La sucesión del poder en Irán agrega una variable que podría cambiar todo. La Asamblea de Expertos — 88 clérigos que deben elegir al sucesor del ayatolá Alí Jamenei, muerto en los primeros días del conflicto — está por reunirse. El favorito es Mojtaba Jamenei, hijo del líder asesinado. Israel ya advirtió que cualquier nuevo líder será considerado un objetivo militar. Y Trump fue más lejos que cualquier declaración diplomática anterior: dijo que Estados Unidos tendrá «un papel en la elección del próximo líder iraní.» Ni siquiera los analistas más pesimistas habían anticipado que la escalada verbal llegaría tan lejos tan rápido.

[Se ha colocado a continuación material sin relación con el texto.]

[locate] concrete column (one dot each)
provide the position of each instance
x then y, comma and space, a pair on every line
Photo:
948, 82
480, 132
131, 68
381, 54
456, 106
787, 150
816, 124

Europa se mueve. El Reino Unido mandó cuatro cazas Typhoon adicionales a Qatar. Francia desplegó sus Rafale sobre los Emiratos y ordenó al portaaviones Charles de Gaulle que cruce del Mar Negro al Mediterráneo. España e Italia enviaron medios navales hacia Chipre. Australia movilizó activos militares con 115.000 ciudadanos en zona de conflicto. El canciller alemán Merz visitó la Casa Blanca y se convirtió en el primer líder europeo en hacerlo desde que empezó la guerra. El mundo toma posiciones. Y nadie sabe todavía cuándo — ni cómo — para esto.